We often talk about financial inequality but rarely mention water inequality yet it is potentially more lethal. Two decades ago, Africa’s average water consumption was 47 litres per person per day, which was the lowest in the world.

Water from a tap in Kibra slums, Nairobi. Water is one of the most precious and rare commodities in the slum. [Elvis Ogina, Standard]

It was a far cry from the USA’s average water consumption of 578 litres per person per day. Twenty years later, the situation has hardly changed. This can be clearly seen in both rural and urban households all across Kenya. That’s why we must revisit the quantity and quality of water flowing into Kenyan households.

The journey that water travels from catchment areas in the forests to our taps has become increasingly hazardous. President Uhuru Kenyatta recently touched on the need to protect this water journey. He ordered NEMA to clean upstream rivers that flow into Thwake Dam, which he was inspecting. Among those upstream rivers is the heavily polluted Nairobi River.

If conservation levy will mean restoration of these rivers and increased protection of our water towers, then it will make sense. Further to this, if paying a bit more will result in Kenyans demanding value for their money, then it will be a plus for the country since water service providers will have to drastically step up their game.

One of the areas Kenyans need to see an increased return on their investment is in wastewater treatment.
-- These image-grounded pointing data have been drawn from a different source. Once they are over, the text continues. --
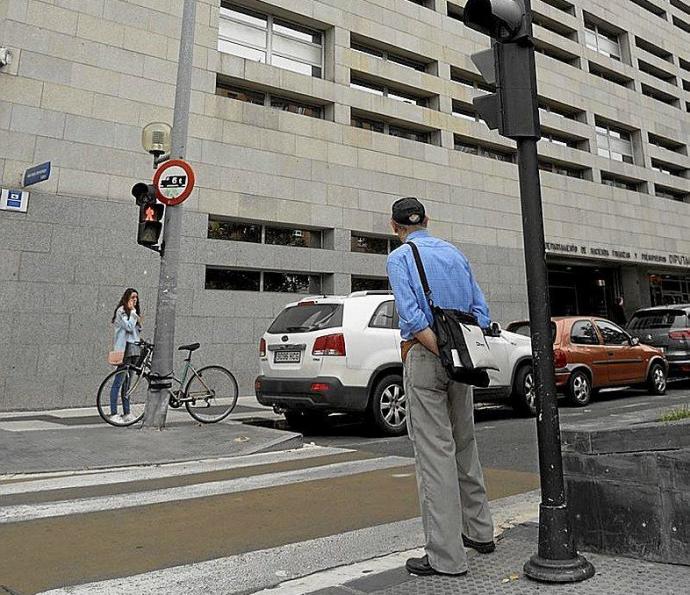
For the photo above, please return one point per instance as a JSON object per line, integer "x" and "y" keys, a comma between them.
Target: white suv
{"x": 331, "y": 354}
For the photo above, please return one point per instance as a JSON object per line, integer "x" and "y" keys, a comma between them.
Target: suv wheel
{"x": 388, "y": 406}
{"x": 579, "y": 388}
{"x": 656, "y": 379}
{"x": 524, "y": 395}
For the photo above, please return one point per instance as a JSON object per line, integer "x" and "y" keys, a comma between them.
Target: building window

Once water passes through our taps, it soon becomes wastewater after we use it. After that, we forget about the water, yet it is still water.

We must change this by turning our wastewater into healthy water that can feed our farms. This can only happen by the construction of a parallel water infrastructure that will pump recycled wastewater into farms across Kenya. Wastewater treatment and subsequent distribution to farms will greatly aid in tackling Kenya’s water scarcity.

Africa already loses billions every year due to water scarcity. Five per cent of the continent’s GDP goes down the drain as a result of water scarcity.

According to the African Development Bank, Africa needs to invest nearly Sh7 trillion into the water sector if it is to meet the 2025 Africa Water Vision for all. Thankfully, Kenya is already investing billions into dam construction. Some of the dams currently being constructed are Thwake Dam in Makueni County, Makamini Dam and Mwache multipurpose dam in Kwale County plus Bakuli 4 dam in Marsabit County.

As we construct these dams, we must radically improve the management of the water that is already flowing through our natural and built infrastructure.

Such holistic water management entails protection of our Forests that serve as water catchment areas, cleansing rivers that feed dams, sustainable extraction of groundwater and highly efficient distribution of water into homes in every corner of the country.

Indeed, our efficient water management equals to improved quality of life. We must not wait for the World Bank to issue an advisory on what is evident. Let the relevant institutions think and act green by swinging into action, not mere talk!